Örneğin annenizin bir yemek yaptığını düşünün. Sizler sabırsızlıkla yemeği bekliyorsunuz. Yemeğin nasıl yapıldığına ya da bu yemeği yapmak için yemek tarifleri kitabına bakmayı düşünmezsiniz. Herkes bilir ki yemeğe tuz atılır, baharatlar atılır vs vs. Siz yemeğin tadına bakarsınız, damak tadınıza uygun olup olmadığına bakarsınız. Annenizde yemeğin nasıl yapılacağını bilir ve tekrar tekrar yemek kitabına bakmaz. Ne kadar malzeme koyacağını kontrol etmez. Yemeği hangi malzemelerle yapacağını ve içine ne kadar baharat koyacağını bilir. Burada önemli olan nokta şudur. Nasıl yapılacağını bilmekle, yapmak farklı şeylerdir. Belki o yemeği ilk öğrenme aşamasında onlarca kez yanlış yaptı ancak en sonunda herhangi bir şekilde ne kitabi bilgiye ne de birine danışmaya gerek kalmadan en iyi şekilde yapar hale geldi. İşte şu anki sınav sistemi de var olan bilgilerimizle yemek yapmamızı ister yani bu bilgileri kullanmamızı ister. Bu nedenledir ki konuyu öğrendikten sonra bol bol soru çözmek gerekir.

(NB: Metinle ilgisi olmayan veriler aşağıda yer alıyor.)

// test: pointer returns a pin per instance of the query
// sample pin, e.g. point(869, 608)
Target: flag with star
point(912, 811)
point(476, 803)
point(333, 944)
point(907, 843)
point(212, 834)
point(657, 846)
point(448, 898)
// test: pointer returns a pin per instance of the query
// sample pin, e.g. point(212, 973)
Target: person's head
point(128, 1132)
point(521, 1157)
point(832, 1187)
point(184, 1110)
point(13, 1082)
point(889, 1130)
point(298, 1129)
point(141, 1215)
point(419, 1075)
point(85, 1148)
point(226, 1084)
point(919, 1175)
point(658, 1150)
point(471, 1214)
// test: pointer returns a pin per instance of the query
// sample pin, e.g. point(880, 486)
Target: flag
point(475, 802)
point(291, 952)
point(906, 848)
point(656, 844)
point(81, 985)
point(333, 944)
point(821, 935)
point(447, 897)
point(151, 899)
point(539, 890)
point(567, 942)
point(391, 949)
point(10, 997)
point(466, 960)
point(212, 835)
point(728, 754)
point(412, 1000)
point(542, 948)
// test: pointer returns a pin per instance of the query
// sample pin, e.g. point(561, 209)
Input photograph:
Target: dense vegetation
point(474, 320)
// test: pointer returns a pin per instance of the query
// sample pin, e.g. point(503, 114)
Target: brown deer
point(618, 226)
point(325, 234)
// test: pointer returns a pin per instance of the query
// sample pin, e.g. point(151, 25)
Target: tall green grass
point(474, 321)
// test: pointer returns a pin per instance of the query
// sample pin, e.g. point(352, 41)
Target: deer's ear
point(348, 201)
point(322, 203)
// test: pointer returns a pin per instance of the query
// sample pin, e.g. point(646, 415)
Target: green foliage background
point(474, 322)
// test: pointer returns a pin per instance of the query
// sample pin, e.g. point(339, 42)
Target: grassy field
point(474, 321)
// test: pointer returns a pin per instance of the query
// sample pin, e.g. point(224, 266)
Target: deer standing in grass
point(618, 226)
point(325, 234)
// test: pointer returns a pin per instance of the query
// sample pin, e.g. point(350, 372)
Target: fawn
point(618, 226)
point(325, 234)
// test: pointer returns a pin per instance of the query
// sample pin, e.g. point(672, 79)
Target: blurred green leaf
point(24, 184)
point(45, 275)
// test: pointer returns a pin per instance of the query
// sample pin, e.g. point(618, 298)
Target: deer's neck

Değinmeden geçemeyeceğim; bazı öğrenciler konuyu tam olarak öğrendiğinden emin olmadan soru çözme aşamasına geçiyorlar. Bunun bir faydası olmayacaktır ya da zaman kaybına neden olur. Anlayacağınız arkadaşlar soruya geldiğinizde konu eksiğiniz olmamalı.
Çözülecek soru sayısına dönecek olursak yukarıda da ifade ettiğim gibi bu durum kişiden kişiye değişir. Eğer öğrencinin işlenen konularda temeli varsa yani konu çalışma gibi bir problemi yoksa zamanının büyük bölümünü soru çözmeye ayırabilir. Bu da öğrencinin ders çalışma süresiyle doğru orantılıdır. Her öğrenci için de bu süre değişebilir. Çünkü öğrenci için farklı değişkenler söz konusudur.
Lakin günlük kaç soru çözüleceğiyle ilgili olarak illa da bir sayı vermek gerekirse -alt sınır, başlangıç aşaması- günlük 120-150 soru aralığı olabilir. Başka bir ifadeyle haftalık 850-1000 civarı soru çözülmelidir.
Peki, günlük mü yoksa haftalık mı hedefler belirlenmelidir? Bu sorunun cevabı da öğrenciden öğrenciye değişir. Ancak çalışma alışkanlığı olmayan öğrenciler için ilk etapta ben haftalık hedeflerin daha uygun olduğunu düşünüyorum. Çünkü çalışma alışkanlıkları tam oturmadığı için bazı günler hedeflenen aşağıda kalabilirler. Diğer günlerde telafi etme imkânı başlangıç aşamasında verilmelidir. Bu nedenle haftalık hedef daha uygun olmaktadır.
Soru çözmedeki en önemli amaç, çözemediğiniz sorular üzerinden yeni bir şeyler, yeni çözüm yolları, farklı düşünebilme ve görebilme yollarını öğrenmektir. Yani çözemediğiniz soruların çözümlerini anlayarak, neden böyle olduğunu idrak ederek analiz etmelisiniz. Çözemediğiniz soruların doğrularını öğrenmediğiniz sürece soru çözmek havanda su dövmeye benzer. Hep aynı yerlerde hata yaparsınız ve bu düzelmez. Anlayacağınız yanlış soruların doğrularını öğrenmek, neden yanlış yaptığınızı kavramak sizi geliştirir. Bunu da en geç 10 gün içerisinde yapmalısınız, soruları çözdürmelisiniz. Böyle yapmazsanız sorudan soğursunuz ve istenilen kazanım gerçekleşmemiş olur.
Bu yazıyı yazarken sınavlara hazırlanan öğrencilerin performanslarını kendilerinin gözlemesi ve sonra bunu yavaş yavaş yükseltmelerini sağlamak amacı taşıdım.
Her şeyin kaynağı kendini tanımak, amaç edinmek, yılmamak, yapabileceğine inanmak ve karşılaştığın zorluklar karşısında yılmamak gerekir. Başarı bunları başarabilenlerle olacaktır.